From: Axel Kohlmeyer (akohlmey_at_gmail.com)
Date: Tue Apr 28 2015 - 10:41:55 CDT

On Tue, Apr 28, 2015 at 11:06 AM, Ryan McGreevy
<ryanmcgreevy_at_ks.uiuc.edu> wrote:
>
> Miguel, you can truncate the density around your structure by using the
> "volmap mask" command in VMD to create a binary mask, then multiply that
> mask by your density using "volutil -mult".

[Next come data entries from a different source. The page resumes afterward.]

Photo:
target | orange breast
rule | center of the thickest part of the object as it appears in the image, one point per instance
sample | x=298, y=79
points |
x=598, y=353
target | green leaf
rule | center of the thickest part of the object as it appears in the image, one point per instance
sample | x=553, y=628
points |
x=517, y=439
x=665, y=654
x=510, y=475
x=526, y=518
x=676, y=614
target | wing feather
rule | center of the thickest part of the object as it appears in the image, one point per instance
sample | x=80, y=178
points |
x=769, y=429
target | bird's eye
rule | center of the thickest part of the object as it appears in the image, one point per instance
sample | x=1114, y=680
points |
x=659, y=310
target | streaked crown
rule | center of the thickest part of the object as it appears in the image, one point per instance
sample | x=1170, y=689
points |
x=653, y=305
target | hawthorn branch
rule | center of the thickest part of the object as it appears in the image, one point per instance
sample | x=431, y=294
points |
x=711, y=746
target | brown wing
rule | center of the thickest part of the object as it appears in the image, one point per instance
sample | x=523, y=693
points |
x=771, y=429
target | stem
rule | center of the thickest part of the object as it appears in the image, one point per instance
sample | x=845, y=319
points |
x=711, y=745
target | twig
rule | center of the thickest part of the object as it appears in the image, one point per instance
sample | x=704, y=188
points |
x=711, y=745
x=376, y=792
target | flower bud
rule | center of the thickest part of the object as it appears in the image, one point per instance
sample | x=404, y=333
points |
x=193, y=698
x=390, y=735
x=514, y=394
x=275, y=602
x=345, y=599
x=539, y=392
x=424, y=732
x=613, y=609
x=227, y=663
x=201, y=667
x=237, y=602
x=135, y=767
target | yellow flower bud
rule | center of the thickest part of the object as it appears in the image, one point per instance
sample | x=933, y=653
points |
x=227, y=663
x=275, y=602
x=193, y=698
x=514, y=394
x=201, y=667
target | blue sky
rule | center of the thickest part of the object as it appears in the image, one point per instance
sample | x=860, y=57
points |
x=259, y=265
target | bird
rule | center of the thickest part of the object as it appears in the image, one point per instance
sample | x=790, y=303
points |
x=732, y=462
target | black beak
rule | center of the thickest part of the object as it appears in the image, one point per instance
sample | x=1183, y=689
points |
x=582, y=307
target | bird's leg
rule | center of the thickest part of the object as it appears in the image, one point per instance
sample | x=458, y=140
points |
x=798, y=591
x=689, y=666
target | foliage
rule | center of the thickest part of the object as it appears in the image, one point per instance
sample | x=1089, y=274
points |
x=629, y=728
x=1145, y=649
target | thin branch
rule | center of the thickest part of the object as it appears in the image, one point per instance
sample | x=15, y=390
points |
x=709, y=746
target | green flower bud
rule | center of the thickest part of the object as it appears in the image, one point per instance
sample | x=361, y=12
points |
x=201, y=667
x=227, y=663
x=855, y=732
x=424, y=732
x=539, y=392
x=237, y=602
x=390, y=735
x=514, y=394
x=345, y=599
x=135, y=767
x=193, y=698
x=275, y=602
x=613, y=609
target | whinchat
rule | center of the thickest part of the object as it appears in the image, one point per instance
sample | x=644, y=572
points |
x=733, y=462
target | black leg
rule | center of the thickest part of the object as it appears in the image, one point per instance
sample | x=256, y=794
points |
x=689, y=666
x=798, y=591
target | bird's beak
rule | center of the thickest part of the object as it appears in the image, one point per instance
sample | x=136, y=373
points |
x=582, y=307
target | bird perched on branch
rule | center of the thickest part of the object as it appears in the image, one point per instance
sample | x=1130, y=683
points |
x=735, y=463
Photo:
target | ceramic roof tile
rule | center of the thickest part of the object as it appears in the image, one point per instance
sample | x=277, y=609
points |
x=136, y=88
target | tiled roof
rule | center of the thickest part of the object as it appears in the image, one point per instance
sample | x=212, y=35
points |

i don't think that that will reduce the file size and/or storage
requirements (on the contrary).
a long time ago i wrote a utility that can perform such grid cutting
operations on gaussian style cube files.
i am attaching the (C) source code. it can do some additional
processing and trimming as well.
of course, if your grids are in a different format, you will need to
change the parts related to reading the data.

axel.

>
> On Tue, Apr 28, 2015 at 4:23 AM Miguel Caro <miguel.caro_at_aalto.fi> wrote:
>>
>> Dear all,
>>
>> I am working with charge density isosurfaces and have observed that for
>> the cell size and grid spacing I'm dealing with these become memory
>> intensive.
>>
>> I use big cells in my DFT calculations to prevent interactions with
>> periodic replicas of my molecule. This means that the cell region where the
>> wave functions are significantly different from zero is much smaller than
>> the overall cell size. I was wondering if, in order to lower the amount of
>> memory needed, I can somehow truncate the region in space where the
>> volumetric data is represented to some region around my molecule, for
>> instance by defining a spherical cutoff around some position in space.
>>
>> Many thanks,
>> Miguel
>>
>> --
>> Dr. Miguel Caro
>> Postdoctoral researcher
>> Department of Electrical Engineering and Automation,
>> and COMP Centre of Excellence in Computational Nanoscience
>> Aalto University, Finland
>> Personal email: mcaroba_at_gmail.com
>> Work: miguel.caro_at_aalto.fi
>> Website: http://mcaroba.dyndns.org

-- 
Dr. Axel Kohlmeyer  akohlmey_at_gmail.com  http://goo.gl/1wk0
College of Science & Technology, Temple University, Philadelphia PA, USA
International Centre for Theoretical Physics, Trieste. Italy.